If you haven’t heard about the E.U.’s latest request for the U.S. dairy industry, you probably will soon, especially from your co-op. Several processors sent letters to their dairy producer members in early May informing them that if they cannot ship milk that is on-farm tested to be lower than the E.U.’s legal somatic cell requirement of less than 400,000 SCC per milliliter (mL), they may not have a market for their milk later this fall.

The letters are the first producer-level communication about a change to E.U. trade policy that has been brewing since late last year.

Since the late 1990s when an agreement between the U.S.-E.U. was put in place, the 27-member block of European states has permitted imports of U.S. dairy products and ingredients made from commingled milk that tests under its legal limit of 400,000 SCCs/mL – the lowest in the world. However, earlier this year E.U. officials informed the USDA they were going to change the rules.

“The E.U. used to permit verification of meeting its SCC level at the plant for U.S. products it was importing. Now the E.U. has indicated we need to test back at the farm level in order to continue to certify our products are in compliance with E.U. regulations,” says Shawna Morris, vice president of trade policy with National Milk Producers Federation (NMPF) and the U.S. Dairy Export Council (USDEC).

The E.U. had asked for compliance by Feb. 1, but have since given processors more time to comply. Morris says the new requirements could begin to be enforced towards the end of this year.

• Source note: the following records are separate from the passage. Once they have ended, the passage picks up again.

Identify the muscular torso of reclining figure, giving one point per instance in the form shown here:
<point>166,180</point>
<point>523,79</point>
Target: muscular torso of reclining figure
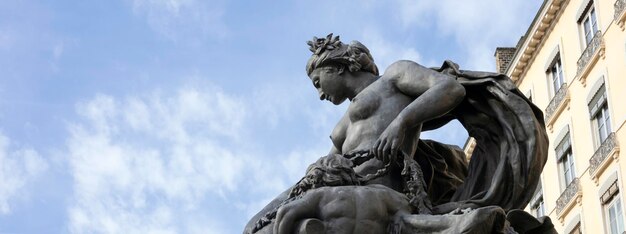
<point>368,115</point>
<point>342,210</point>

According to 2009 USDA Foreign Agriculture Statistics, at stake is more than $68 million in dairy product exports, most of which is food prep products, whey and lactose. In addition, the request also covers imported foods, so that some domestically sourced dairy ingredients used in E.U.-bound food would also need to comply if they are present at certain thresholds in the final product. The scope of this request touches “just about everyone throughout the industry,” Morris says, given current industry practices.

“A lot of the efficiencies that have been developed to move milk between different companies and even different regions of the country, which have been cost-saving, will make tracking and documenting E.U. compliance much more challenging,” Morris says.

So instead of giving up current cost-savings in storing and transporting a single stream of milk supply, processors will likely request members comply with the E.U.’s request. For example, many value-added whey products are produced with commingled solids. Co-ops say segregating E.U. and non-E.U.-compliant milk solids would require most processors to have duplicate storage and handling facilities and is not cost-effective or not feasible.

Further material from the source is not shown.